Our studies indicate that the endo-β-1,4-glycanase ExoK promotes nodulation of various hosts of NGR234. Legumes that form indeterminate nodules (A. lebbeck, A. procera, L. leucocephala, and S. tomentosa), as well as determinate nodules (K. rubicunda), seem to require ExoK for optimal nodulation. The effects of ExoK are most pronounced in plants belonging to the Mimosoideae subfamily. As nodulation of these plants depends on ExoK and EPS, we postulate that EOSs have a role in symbiosis. One possibility is that the secreted ExoK protein acts directly on plants, perhaps by cleaving β-glucans containing β-1,4 and β-1,3 linkages. Cleavage of plant cell wall components might be a crucial event in infection thread growth. In such a model, EOSs would not be essential for symbiosis per se. The nodulation experiments with NGRΩexoK(pEX312) and NGRΩexoK(pEX41) (Table 5) suggested that ExoK of S. meliloti complements symbiotic defects only in combination with other exo genes from this strain. We therefore favor the possibility that the LMW succinoglycan of S. meliloti can functionally replace EOSs from NGR234 (16). Coinoculation tests with Vicia sativa subsp. nigra and various rhizobial strains also supported the hypothesis that EOSs (or EPS) with different structures can promote infection thread growth and release of the bacteria into the nodule tissue (18). It is worth noting that LMW succinoglycan of S. meliloti is symbiotically active when it is applied exogenously to M. sativa roots (1, 14, 40). Djordjevic et al. (10) performed similar complementation experiments with exo mutants of NGR234 and suggested that both EPS and EOSs are symbiotically active on L. leucocephala. Our experiments with NGRΩexoK provide evidence that EOSs are symbiotically active, whereas EPS alone is not sufficient for establishment of symbiosis with various legumes. In contrast to the data reported by Djordjevic et al. (10), L. leucocephala plants treated with filter-sterilized HMW forms of EPS and inoculated with exo mutants were unable to form Fix⁺ nodules under our test conditions. A weak complementation effect was seen, however, when L. leucocephala was coinoculated with NGRΩexoK and ANU265, a nonnodulating derivative of NGR234 cured of pNGR234a (23).
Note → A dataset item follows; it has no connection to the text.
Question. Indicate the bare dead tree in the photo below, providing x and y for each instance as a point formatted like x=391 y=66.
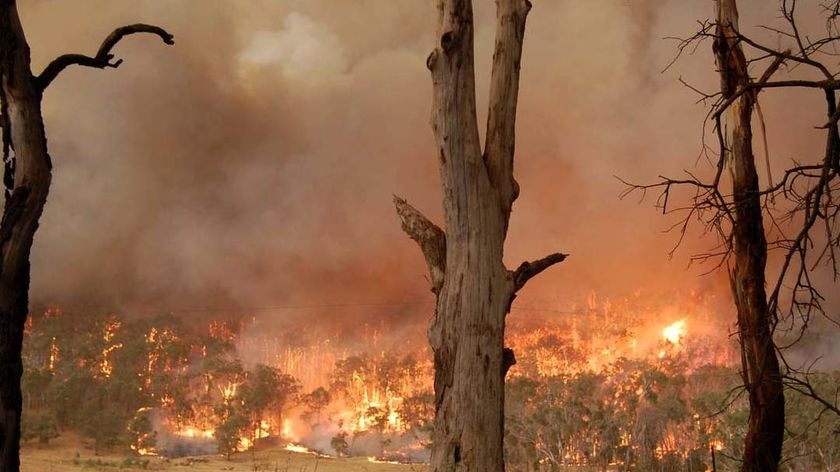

In summary, our observations show that symbiotically active EOSs derived from EPS play a crucial role in nodule formation in various host plants. In NGR234, synthesis of EOSs depends on genes involved in EPS synthesis, as well as on the endo-β-1,4-glycanase ExoK. The EPS of NGR234 is a precursor of EOSs that are required for establishment of symbiosis with certain plants.